Мозаика мельчайших морщинок у глаз Инны осветилась легкой мягкой улыбкой. Она вспомнила что‑то свое, поистине искреннее и приятное.

– Ах, любовь! – вздохнула Аня.

– Причем здесь любовь, мужчины? Душа требует красоты и покоя, – возразила Жанна.

– И поклонения, – сказала Инна без иронии.

*

– …А война полов для нее уже не масштабна? Она затрагивает всё человечество. Что может быть важней наших ощущений и взаимоотношений? Она сомневалась в величии чувств простого народа и приписывала их только полководцам, героям и королям, а на остальных смотрела свысока. Уела? – рассмеялась Инна.

– …Смотря как преподнести. Героем книги может быть и гений, и придурок, и страдалец. Иная простая история, пройдя через сердце поэта, может заиграть невиданными дотоле красками, – возразила Жанна.

Она поэт – дальше некуда!

– Да ну?

– Ей бы еще чуть‑чуть поддать драматизма.

– Куда же больше?

– Может, коронуем ее «поэтом в законе»?

– Чур не я…

«О ком это они?» – не поняла Аня, отвлекшаяся на свои мысли.

– …Я дала почитать ее черновик одному очень известному журналисту, а потом спросила: «Не слишком ли она резка в своем мнении о современных мужчинах? Соблюдает ли она баланс между фактами и эмоциями? Может, ей кое‑что смягчить, убрать «ходульные» выражения и сцены, если таковые имеются, вычеркнуть слишком «яркие» эпитеты? Они обычно усиливают впечатление от произведения, но иногда их переизбыток его ослабляет, размазывает».

«Ни в коем случае! Пусть все как есть оставит, – горячо возразил он. – Не надо ей приглушать своеобразия своего колорита». Заметь, это сказал мужчина, и далеко не тривиальный.

– Инна, и до меня добралась?

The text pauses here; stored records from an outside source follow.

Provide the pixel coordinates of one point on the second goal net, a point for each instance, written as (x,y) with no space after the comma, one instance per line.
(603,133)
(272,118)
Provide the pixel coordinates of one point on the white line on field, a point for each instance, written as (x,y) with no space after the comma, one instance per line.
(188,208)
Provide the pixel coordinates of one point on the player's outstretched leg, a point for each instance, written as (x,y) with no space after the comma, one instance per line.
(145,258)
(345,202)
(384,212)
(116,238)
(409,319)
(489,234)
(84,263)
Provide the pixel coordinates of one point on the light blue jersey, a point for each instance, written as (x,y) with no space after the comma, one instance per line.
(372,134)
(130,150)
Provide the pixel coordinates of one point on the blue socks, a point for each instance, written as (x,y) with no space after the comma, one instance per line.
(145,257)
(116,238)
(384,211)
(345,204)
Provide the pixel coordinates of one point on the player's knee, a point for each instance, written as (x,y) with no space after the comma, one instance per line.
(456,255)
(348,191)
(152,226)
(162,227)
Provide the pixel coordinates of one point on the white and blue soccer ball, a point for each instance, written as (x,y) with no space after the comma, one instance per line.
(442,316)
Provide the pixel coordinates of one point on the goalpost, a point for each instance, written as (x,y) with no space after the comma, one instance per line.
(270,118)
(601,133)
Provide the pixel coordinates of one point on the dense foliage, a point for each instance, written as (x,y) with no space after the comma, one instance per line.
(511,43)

Ты как всегда в первых рядах… А теперь зачем тебя занесло в сферу моих интересов? – сонно спросила Лена, пытаясь окончательно проснуться.

– Ты пишешь о любви в самом высоком понимании значения этого прекрасного слова и тут же критикуешь ее носителей.

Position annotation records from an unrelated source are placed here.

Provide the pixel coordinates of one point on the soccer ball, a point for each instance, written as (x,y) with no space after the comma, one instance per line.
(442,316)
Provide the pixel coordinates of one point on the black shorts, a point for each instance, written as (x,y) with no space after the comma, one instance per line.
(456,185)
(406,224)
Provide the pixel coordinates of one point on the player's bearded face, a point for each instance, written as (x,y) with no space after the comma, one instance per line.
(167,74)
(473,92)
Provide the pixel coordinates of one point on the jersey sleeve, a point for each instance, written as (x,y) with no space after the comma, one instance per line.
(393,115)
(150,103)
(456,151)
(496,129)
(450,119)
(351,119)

– Я не критикую, просто честно рассказываю истории из жизни своих друзей и хороших знакомых, чтобы их помнили. Иногда в благодарность. Многих уже нет с нами, но они есть в моих книгах. Не моя вина, если их жизнь была не очень радостная. Дейнека говорил: «Искренность – основа искусства». Рецептов счастья дать никто не может, но молодежь должна знать о возможных проблемах в семьях и быть готовой к их разрешению. Внутри человек один, а снаружи другой, такой, каким ему удалось встроиться в жизнь. Нет маленьких и больших людей, нет ни стопроцентно плохих, ни идеально хороших, есть состоявшиеся и не очень. И все дети рождаются талантливыми. Только у одних со временем проявляется талант доброты, у других – тяга к наукам, у третьих – к порокам. Один слаб физически, другой морально. Каждый человек должен суметь прочувствовать свою особенность и решить, что с нею делать: взращивать или бороться.

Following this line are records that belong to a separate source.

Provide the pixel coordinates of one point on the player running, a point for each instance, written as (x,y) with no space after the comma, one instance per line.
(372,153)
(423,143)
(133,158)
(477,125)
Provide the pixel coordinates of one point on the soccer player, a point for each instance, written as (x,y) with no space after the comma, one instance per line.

– Я в восторге от трансформации некоторых наших физиков в лирики. Наконец‑то нашли себя!

– Спасибо, любезный читатель, от всей когорты перестроившихся и переориентировавшихся, – сидя, шутливо поклонилась Лена Инне.

– Тебя волнуют глубины женской ипостаси. Ты выводишь из подсознания комплексы мужчин и женщин и лишаешь их ореола таинственности. Лучше их знать, чем жить в романтическом тумане?

– В обыденной жизни люди стараются избегать неудобных тем. А я обо всем пишу. Например, о том, как человек переживает о невозвратном. О том, что не умеем мы быть счастливыми, а жизнь сама по себе прекрасна, и позволять ломать ее друг другу собственным эгоизмом преступно. Еще о том, что человек, которого не любят, не уважают и не ценят медленно морально и физически умирает. Нельзя ему подвергать себя подобной экзекуции, надо выходить из ситуации. Своей пассивностью и бесхарактерностью он губит не только себя, но и своих близких.

– Надеюсь, эта открытость не причиняет тебе каких‑то жизненных неудобств? Осознаешь цену, которую можешь заплатить за откровения? Или ты неприкасаемая? Не грешишь ли насилием достоверности над творческим художничеством? Хочешь всех исправить, призвать к покаянию? Достоевский в юбке! У тебя нет с ним прямых ассоциаций? Ведь вся русская литература – философская. Кругом нас Мышкины, Рогозины. А человек обязан невзирая ни на что, оставаться в пределах нравственных норм, предписанных обществом или… свыше. Он должен соответствовать той вечности, которая ждет его за пределами…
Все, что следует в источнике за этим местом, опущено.